Department of Integrative Biology, University of California, Berkeley, Berkeley, California 94720, USA;
Genome Res. 2013 Nov;23(11):1852-61. doi: 10.1101/gr.157388.113. Epub 2013 Aug 15.
Most methods for next-generation sequencing (NGS) data analyses incorporate information regarding allele frequencies using the assumption of Hardy-Weinberg equilibrium (HWE) as a prior. However, many organisms including those that are domesticated, partially selfing, or with asexual life cycles show strong deviations from HWE. For such species, and specially for low-coverage data, it is necessary to obtain estimates of inbreeding coefficients (F) for each individual before calling genotypes. Here, we present two methods for estimating inbreeding coefficients from NGS data based on an expectation-maximization (EM) algorithm. We assess the impact of taking inbreeding into account when calling genotypes or estimating the site frequency spectrum (SFS), and demonstrate a marked increase in accuracy on low-coverage highly inbred samples. We demonstrate the applicability and efficacy of these methods in both simulated and real data sets.

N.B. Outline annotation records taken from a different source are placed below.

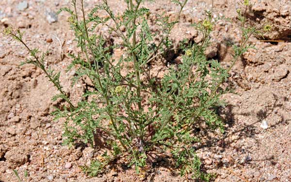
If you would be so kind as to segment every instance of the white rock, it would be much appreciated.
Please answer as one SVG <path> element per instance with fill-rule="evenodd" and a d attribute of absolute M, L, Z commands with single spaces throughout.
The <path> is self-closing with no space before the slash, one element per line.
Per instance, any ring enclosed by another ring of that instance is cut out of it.
<path fill-rule="evenodd" d="M 268 123 L 267 123 L 267 121 L 263 120 L 263 121 L 262 121 L 262 123 L 261 123 L 260 127 L 263 129 L 268 128 Z"/>

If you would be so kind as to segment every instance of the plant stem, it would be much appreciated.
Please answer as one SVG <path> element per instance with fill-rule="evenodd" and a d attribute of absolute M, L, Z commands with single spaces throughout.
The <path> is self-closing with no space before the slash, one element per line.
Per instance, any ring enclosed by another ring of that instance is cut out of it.
<path fill-rule="evenodd" d="M 140 2 L 138 3 L 136 5 L 136 7 L 135 10 L 134 10 L 134 6 L 133 5 L 133 3 L 132 2 L 132 0 L 129 0 L 129 4 L 130 6 L 130 9 L 131 11 L 135 11 L 134 13 L 136 13 L 137 10 L 138 9 L 138 7 L 139 6 Z M 136 21 L 136 18 L 135 17 L 132 20 L 132 28 L 134 28 L 134 27 L 135 26 L 135 21 Z M 137 97 L 138 99 L 138 110 L 140 112 L 142 111 L 142 97 L 141 96 L 141 80 L 140 78 L 140 68 L 138 65 L 138 63 L 137 63 L 137 60 L 136 58 L 136 55 L 135 52 L 134 52 L 134 49 L 135 49 L 136 44 L 136 32 L 135 30 L 133 31 L 133 34 L 132 36 L 132 45 L 131 46 L 131 54 L 132 54 L 132 59 L 133 59 L 133 64 L 134 65 L 134 70 L 135 72 L 135 77 L 136 77 L 136 81 L 137 82 L 137 85 L 136 87 L 136 94 L 137 95 Z M 144 140 L 144 130 L 143 127 L 141 127 L 140 126 L 140 139 L 142 141 L 141 143 L 143 143 Z M 142 147 L 142 146 L 141 146 Z"/>
<path fill-rule="evenodd" d="M 86 38 L 87 39 L 87 41 L 88 42 L 89 48 L 90 50 L 90 51 L 91 52 L 91 54 L 92 55 L 92 56 L 93 57 L 93 60 L 94 61 L 94 66 L 95 66 L 95 68 L 96 69 L 96 73 L 97 74 L 96 78 L 97 79 L 98 84 L 99 84 L 99 86 L 100 87 L 100 88 L 101 90 L 101 91 L 103 93 L 103 95 L 104 99 L 106 102 L 106 104 L 107 105 L 107 106 L 110 106 L 111 103 L 109 101 L 109 98 L 108 98 L 108 96 L 107 96 L 107 93 L 106 92 L 107 91 L 106 91 L 104 89 L 104 88 L 102 84 L 102 83 L 101 82 L 101 80 L 100 79 L 100 73 L 99 72 L 99 66 L 97 65 L 97 61 L 96 60 L 96 57 L 95 56 L 95 55 L 94 54 L 93 50 L 92 47 L 92 44 L 91 44 L 91 42 L 89 38 L 89 34 L 88 33 L 87 25 L 86 24 L 86 19 L 85 18 L 85 13 L 84 11 L 84 5 L 83 5 L 83 0 L 81 0 L 81 6 L 82 6 L 82 13 L 83 14 L 83 20 L 84 21 L 84 27 L 85 30 Z M 112 125 L 114 129 L 114 130 L 115 131 L 115 132 L 116 133 L 118 133 L 117 127 L 116 126 L 116 124 L 115 121 L 114 121 L 113 120 L 113 116 L 111 113 L 109 113 L 109 112 L 107 112 L 107 113 L 108 114 L 108 115 L 109 116 L 110 120 L 112 122 Z M 119 137 L 118 137 L 118 138 L 119 138 Z M 121 140 L 121 139 L 119 138 L 118 140 L 119 140 L 119 141 L 120 142 L 120 144 L 121 144 L 121 145 L 122 146 L 123 148 L 124 148 L 124 149 L 125 149 L 126 151 L 128 151 L 127 148 L 126 147 L 126 146 L 125 146 L 124 143 L 123 143 L 122 140 Z"/>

大多数下一代测序(NGS)数据分析方法都利用哈迪-温伯格平衡(HWE)的假设作为先验信息来整合等位基因频率的信息。然而,包括那些经过驯化的、部分自交的或具有无性生殖周期的生物体在内,它们都显示出与 HWE 有很大的偏离。对于这些物种,特别是对于低覆盖率的数据,在调用基因型之前,有必要为每个个体获得近交系数(F)的估计值。在这里,我们提出了两种基于期望最大化(EM)算法从 NGS 数据中估计近交系数的方法。我们评估了在调用基因型或估计位点频率谱(SFS)时考虑近交的影响,并在低覆盖率高度近交的样本中显示出显著的准确性提高。我们在模拟和真实数据集上展示了这些方法的适用性和有效性。